The Commercial Observer initially reported the news, with a spokesperson for Centers confirming the arrangement to SNN Tuesday.
“Centers Health Care and the ONE70 Group, a construction company that provides building services to Centers Health Care facilities, are helping New York State during this time of a national emergency by offering the new Brooklyn Center site on Buffalo Avenue to local Brooklyn hospitals as an overflow due to the outbreak of the COVID-19 pandemic,” Centers director of corporate communications Jeffrey Jacomowitz said. “Both companies are available to help in any way they can for the people of Brooklyn, New York City, and the state of New York during this crisis.”
Amid the ongoing coronavirus pandemic, the availability of hospital beds has been a top concern of both providers and policymakers. The Centers for Medicare & Medicaid Services (CMS), for instance, has waived the three-day hospital stay requirement for Medicare skilled nursing coverage, with the stated goal of freeing up space at acute-care centers by sending non-COVID-19 patients directly to post-acute properties.
“Our actions allow hospitals to reserve beds for the most severely ill patients by discharging those who are less severely ill to skilled nursing facilities,” Seema Verma said earlier this month.
New York Gov. Andrew Cuomo has been at the forefront of the charge to repurpose existing infrastructure to help accommodate the predicted spike in COVID-19 cases at the Empire State’s hospitals.
The state had more than 25,000 confirmed cases and 157 deaths as of Tuesday morning, according to a running tally in the New York Times. That represents almost 7% of total reported cases around the globe, the Times reported.
The Centers news came on the same day that Cuomo touted the construction of 1,000 hospital beds at the Jacob K. Javits Convention Center, a major Manhattan conference destination — with plans to potentially add 1,000 more sub-acute units to the sprawling, 1.8 million-square-foot facility.
The Army Corps of Engineers will also convert dormitories at the State University of New York’s Old Westbury and Stony Brook campuses — along with the Westchester County Center basketball arena in White Plains — into temporary hospitals, the Commercial Observer reported.
“We’re trying to reduce the rate of the spread of the virus, but at the same time, we have to get that hospital capacity up,” Cuomo said during a press conference at the Javits Center.
The reuse of the Centers property as a hospital brings the Brooklyn Center for Rehabilitation and Health Care project full circle.

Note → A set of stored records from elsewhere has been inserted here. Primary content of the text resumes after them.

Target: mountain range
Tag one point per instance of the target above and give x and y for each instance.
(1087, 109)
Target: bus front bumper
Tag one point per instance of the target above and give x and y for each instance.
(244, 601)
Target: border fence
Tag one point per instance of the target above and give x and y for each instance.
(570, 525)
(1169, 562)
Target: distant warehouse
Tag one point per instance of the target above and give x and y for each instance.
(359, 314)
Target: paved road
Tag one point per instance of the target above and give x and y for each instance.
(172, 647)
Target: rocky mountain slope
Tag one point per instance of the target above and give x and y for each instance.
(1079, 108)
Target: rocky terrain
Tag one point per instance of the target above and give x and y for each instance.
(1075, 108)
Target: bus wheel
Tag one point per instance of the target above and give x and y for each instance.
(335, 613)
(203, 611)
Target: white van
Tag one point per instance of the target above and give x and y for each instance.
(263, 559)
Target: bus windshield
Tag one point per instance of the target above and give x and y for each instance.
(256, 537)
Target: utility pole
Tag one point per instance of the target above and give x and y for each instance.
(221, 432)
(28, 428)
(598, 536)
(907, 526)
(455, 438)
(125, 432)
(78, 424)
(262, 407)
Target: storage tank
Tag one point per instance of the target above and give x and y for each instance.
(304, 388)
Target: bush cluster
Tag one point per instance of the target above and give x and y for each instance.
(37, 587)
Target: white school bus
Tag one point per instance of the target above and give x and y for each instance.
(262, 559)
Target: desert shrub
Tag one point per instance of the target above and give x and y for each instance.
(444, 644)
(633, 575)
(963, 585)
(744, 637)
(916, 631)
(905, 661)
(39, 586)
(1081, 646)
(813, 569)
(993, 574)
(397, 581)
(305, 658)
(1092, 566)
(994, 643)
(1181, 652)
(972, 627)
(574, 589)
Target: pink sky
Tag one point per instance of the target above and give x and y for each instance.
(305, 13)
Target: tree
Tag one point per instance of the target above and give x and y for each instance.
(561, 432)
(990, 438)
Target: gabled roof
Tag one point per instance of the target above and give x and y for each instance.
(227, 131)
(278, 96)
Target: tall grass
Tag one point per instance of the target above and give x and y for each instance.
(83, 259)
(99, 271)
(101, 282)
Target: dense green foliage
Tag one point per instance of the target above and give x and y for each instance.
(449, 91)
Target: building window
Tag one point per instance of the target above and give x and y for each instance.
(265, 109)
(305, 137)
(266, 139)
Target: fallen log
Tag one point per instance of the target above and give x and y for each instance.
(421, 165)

The owner-operator initially bought the facility, formerly St. Mary’s Hospital, for $19.5 million in 2014, but a series of permitting issues delayed the planned conversion into a skilled nursing facility.

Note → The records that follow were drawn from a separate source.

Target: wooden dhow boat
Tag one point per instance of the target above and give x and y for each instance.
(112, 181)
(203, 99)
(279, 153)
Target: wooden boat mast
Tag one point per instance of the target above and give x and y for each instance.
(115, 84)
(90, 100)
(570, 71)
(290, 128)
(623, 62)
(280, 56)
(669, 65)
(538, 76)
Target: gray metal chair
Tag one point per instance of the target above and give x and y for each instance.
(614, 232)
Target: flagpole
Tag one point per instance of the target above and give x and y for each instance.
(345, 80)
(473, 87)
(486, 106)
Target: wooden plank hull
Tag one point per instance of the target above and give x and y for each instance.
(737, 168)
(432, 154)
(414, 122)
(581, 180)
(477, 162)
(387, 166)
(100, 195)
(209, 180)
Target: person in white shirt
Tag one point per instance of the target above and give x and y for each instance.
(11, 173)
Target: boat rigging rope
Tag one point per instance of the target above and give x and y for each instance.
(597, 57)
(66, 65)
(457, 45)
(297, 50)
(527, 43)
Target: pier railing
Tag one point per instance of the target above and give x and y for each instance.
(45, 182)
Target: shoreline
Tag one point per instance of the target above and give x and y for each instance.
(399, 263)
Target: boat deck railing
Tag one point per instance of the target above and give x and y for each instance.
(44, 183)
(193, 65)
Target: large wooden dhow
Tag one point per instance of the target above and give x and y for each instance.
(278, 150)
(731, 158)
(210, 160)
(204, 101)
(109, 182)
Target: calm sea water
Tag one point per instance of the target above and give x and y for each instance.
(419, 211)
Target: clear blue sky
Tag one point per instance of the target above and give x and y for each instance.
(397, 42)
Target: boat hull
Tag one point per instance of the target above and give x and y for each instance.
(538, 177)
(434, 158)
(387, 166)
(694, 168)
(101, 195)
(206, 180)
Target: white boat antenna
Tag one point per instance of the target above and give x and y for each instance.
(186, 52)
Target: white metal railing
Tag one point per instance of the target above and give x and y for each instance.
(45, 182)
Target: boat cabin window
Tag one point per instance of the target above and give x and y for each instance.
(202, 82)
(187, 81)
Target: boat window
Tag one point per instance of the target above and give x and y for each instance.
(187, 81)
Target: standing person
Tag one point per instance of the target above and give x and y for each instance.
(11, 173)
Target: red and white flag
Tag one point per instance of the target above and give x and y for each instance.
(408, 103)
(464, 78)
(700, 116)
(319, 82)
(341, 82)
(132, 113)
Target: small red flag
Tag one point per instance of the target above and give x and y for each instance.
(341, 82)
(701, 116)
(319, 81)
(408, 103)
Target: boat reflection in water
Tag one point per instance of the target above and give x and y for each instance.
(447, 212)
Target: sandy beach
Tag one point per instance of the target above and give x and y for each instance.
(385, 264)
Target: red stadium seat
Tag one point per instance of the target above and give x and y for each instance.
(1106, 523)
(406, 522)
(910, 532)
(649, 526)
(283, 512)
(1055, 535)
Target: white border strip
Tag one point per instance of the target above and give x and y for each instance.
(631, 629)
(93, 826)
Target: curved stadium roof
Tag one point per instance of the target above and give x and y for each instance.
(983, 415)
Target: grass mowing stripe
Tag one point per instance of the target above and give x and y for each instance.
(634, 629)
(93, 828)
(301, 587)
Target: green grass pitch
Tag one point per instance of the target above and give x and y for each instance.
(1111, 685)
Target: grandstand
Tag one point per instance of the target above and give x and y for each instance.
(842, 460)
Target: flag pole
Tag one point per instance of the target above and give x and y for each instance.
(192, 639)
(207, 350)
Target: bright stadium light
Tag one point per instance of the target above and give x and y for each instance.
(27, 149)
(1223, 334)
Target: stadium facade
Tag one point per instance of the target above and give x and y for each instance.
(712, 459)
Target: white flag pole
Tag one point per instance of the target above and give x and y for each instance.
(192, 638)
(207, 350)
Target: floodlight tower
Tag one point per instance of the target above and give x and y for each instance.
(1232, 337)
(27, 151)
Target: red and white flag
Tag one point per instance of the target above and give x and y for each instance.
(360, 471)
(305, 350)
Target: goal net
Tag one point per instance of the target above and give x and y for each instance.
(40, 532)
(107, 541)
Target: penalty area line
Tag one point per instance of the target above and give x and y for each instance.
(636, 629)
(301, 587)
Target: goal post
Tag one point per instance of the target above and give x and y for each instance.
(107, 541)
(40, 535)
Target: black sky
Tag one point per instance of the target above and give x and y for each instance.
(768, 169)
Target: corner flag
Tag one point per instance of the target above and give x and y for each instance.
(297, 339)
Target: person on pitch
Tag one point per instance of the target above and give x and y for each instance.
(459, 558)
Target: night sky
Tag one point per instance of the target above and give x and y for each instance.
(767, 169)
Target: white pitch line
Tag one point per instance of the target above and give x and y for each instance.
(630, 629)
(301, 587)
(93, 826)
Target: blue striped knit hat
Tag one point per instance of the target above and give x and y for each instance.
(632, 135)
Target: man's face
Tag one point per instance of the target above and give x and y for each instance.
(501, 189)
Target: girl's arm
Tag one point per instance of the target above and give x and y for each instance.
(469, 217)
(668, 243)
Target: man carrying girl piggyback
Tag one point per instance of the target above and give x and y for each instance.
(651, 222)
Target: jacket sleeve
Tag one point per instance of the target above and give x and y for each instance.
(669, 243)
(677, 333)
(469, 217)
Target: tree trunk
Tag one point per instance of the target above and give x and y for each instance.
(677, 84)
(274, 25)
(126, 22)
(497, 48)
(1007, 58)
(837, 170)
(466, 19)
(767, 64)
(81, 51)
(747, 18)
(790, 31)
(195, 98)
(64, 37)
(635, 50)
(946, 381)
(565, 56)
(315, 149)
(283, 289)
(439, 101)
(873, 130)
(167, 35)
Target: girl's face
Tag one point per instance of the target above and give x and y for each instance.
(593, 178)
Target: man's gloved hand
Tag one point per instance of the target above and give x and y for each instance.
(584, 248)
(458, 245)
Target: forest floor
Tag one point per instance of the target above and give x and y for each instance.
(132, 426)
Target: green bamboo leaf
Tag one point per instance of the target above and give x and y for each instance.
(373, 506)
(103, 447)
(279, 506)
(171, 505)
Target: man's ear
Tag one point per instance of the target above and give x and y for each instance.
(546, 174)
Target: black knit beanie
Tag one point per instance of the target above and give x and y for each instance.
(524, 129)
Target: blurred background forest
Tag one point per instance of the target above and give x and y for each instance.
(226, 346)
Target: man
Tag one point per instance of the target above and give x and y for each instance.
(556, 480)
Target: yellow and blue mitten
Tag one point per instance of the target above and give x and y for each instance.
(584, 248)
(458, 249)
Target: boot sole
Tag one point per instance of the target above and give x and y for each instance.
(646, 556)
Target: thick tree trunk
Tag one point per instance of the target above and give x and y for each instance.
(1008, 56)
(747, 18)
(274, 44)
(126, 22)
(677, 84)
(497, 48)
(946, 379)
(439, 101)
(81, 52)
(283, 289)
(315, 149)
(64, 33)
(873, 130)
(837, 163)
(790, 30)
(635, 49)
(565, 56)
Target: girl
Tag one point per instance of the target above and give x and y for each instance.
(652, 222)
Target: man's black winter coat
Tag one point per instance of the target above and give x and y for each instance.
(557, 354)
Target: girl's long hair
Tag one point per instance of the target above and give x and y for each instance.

The initial plan was for the former hospital, located in Brooklyn’s Crown Heights neighborhood, to replace Centers’ existing Brooklyn Center facility on Coney Island Avenue in Midwood.

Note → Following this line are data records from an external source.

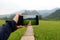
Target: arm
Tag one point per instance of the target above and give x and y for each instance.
(8, 27)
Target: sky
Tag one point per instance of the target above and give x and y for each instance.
(11, 6)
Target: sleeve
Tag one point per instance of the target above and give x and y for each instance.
(6, 29)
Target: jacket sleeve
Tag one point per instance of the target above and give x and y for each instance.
(6, 29)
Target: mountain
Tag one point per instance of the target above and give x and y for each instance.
(45, 13)
(55, 15)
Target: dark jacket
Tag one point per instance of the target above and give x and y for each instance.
(6, 29)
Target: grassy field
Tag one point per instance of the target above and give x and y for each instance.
(47, 30)
(15, 35)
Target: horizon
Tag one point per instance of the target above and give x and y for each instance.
(11, 6)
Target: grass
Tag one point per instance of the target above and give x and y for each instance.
(15, 35)
(47, 30)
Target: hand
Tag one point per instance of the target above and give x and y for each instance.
(16, 19)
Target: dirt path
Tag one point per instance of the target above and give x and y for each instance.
(29, 34)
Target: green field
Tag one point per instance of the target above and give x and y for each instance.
(47, 30)
(15, 35)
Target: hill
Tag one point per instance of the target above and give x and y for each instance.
(55, 15)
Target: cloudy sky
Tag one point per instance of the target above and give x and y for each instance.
(11, 6)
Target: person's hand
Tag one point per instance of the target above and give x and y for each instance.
(16, 19)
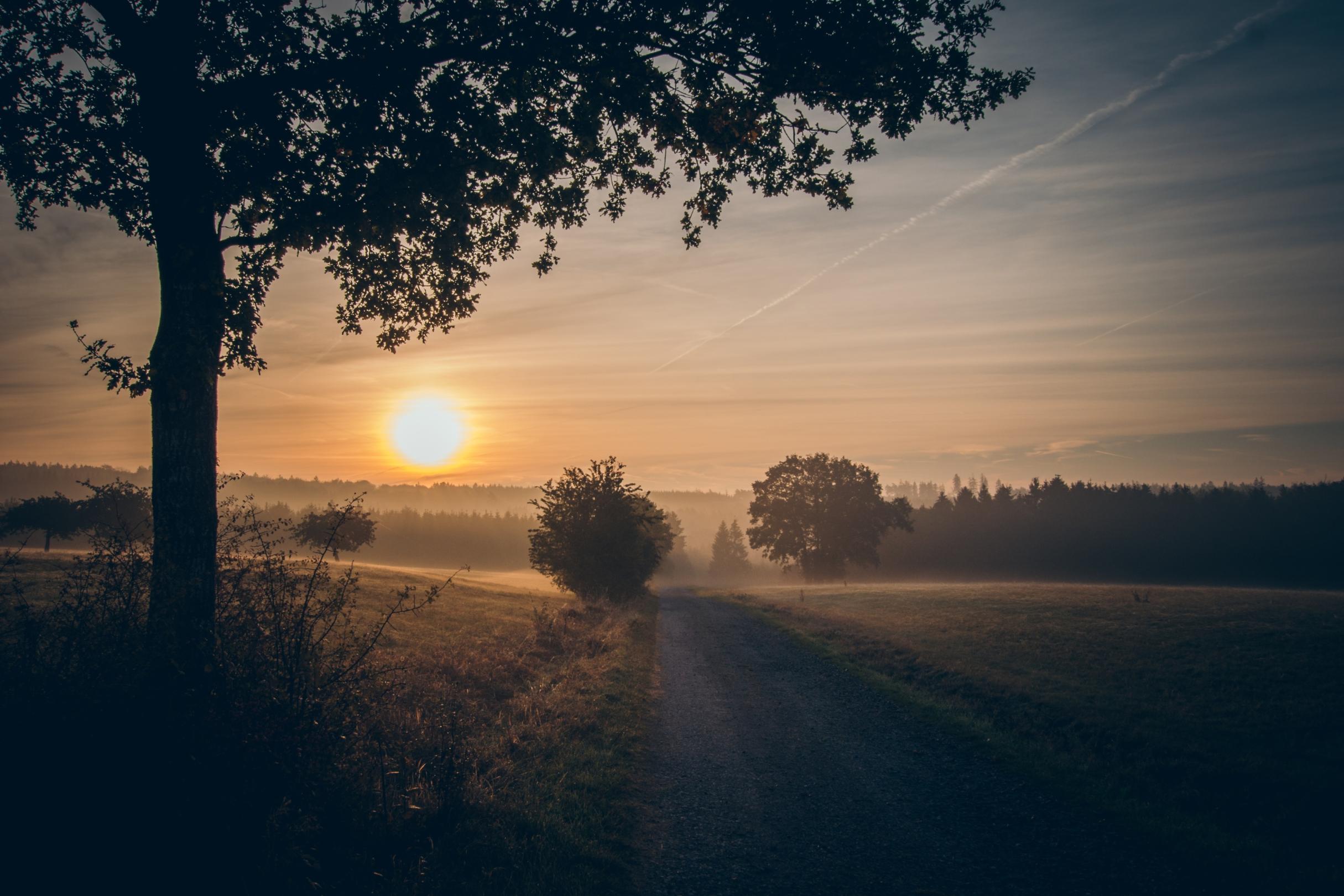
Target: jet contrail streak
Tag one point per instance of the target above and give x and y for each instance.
(1080, 128)
(1140, 320)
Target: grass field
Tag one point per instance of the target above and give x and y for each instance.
(514, 738)
(551, 700)
(1211, 718)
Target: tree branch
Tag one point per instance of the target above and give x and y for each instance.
(121, 20)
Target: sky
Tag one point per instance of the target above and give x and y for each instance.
(1157, 299)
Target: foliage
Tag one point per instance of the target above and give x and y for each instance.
(269, 766)
(729, 554)
(821, 514)
(53, 515)
(1131, 533)
(336, 528)
(598, 535)
(414, 143)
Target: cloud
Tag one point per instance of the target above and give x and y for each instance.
(1061, 448)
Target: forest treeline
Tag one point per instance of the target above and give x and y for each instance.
(1232, 534)
(1249, 534)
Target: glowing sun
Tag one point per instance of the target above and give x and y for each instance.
(428, 431)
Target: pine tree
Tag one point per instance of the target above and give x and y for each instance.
(729, 554)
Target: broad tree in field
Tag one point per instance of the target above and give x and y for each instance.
(598, 535)
(729, 554)
(414, 144)
(821, 514)
(53, 515)
(336, 528)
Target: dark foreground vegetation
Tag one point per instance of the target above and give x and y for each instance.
(366, 730)
(1208, 719)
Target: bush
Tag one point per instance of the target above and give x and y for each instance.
(295, 773)
(597, 535)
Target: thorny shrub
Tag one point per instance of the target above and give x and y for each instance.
(296, 773)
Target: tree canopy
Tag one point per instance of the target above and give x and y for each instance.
(821, 514)
(729, 554)
(347, 527)
(53, 515)
(411, 143)
(598, 535)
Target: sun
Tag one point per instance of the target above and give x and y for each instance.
(428, 430)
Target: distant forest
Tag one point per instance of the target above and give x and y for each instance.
(1251, 534)
(1230, 535)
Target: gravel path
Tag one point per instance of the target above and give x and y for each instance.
(774, 772)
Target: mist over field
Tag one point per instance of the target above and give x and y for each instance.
(511, 448)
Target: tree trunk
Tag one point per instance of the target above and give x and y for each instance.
(185, 378)
(185, 361)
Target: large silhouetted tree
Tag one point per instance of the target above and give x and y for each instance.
(411, 144)
(821, 514)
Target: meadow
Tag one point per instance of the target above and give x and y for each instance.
(501, 762)
(1211, 719)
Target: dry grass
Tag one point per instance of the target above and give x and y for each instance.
(550, 700)
(1211, 716)
(504, 760)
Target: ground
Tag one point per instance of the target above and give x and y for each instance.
(1204, 719)
(939, 739)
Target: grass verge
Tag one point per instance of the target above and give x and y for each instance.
(1210, 719)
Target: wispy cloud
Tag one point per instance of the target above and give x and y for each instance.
(1069, 135)
(1061, 448)
(1140, 320)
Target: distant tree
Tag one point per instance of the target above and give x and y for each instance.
(597, 535)
(53, 515)
(821, 514)
(339, 527)
(411, 144)
(117, 508)
(729, 559)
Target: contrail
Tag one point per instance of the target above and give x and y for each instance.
(1140, 320)
(1080, 128)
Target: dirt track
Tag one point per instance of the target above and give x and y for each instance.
(774, 772)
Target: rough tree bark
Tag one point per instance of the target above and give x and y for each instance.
(185, 359)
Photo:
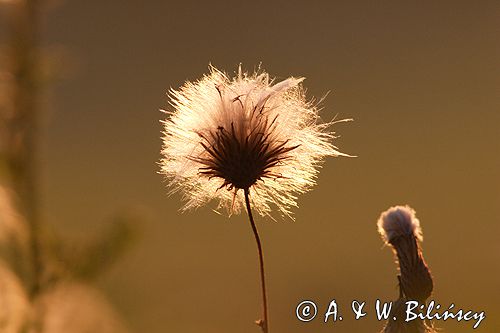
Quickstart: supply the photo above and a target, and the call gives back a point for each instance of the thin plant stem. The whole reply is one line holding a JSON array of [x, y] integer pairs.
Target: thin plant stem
[[24, 125], [264, 324]]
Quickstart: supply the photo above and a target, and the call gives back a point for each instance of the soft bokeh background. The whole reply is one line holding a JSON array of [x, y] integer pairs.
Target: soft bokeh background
[[421, 81]]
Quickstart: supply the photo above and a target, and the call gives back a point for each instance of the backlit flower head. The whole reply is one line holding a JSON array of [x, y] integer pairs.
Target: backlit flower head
[[247, 132]]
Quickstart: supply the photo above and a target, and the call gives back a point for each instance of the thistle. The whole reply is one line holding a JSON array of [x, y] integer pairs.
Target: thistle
[[400, 228], [243, 142]]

The project, funded by an $80 million construction loan, reached completion last December, according to a report in the Brownstoner — though the facility had not yet begun accepting residents, Jacomowitz said. Centers continues to operate the Coney Island Avenue location as normal.
The lack of existing residents is a key factor as more state and municipal governments look to potentially take over nursing homes as hospital overflow units. Due to the extreme frailty of the typical post-acute and long-term care resident, admitting a single COVID-19 case to an active nursing facility could have dire consequences.
“I cannot overemphasize the importance of the fact that one COVID-positive patient can significantly harm many, many patients in nursing homes — and actually pretty much bring the whole building down,” Dr. Arif Nazir, chief medical officer for nursing home operator Signature HealthCARE, told SNN late last week.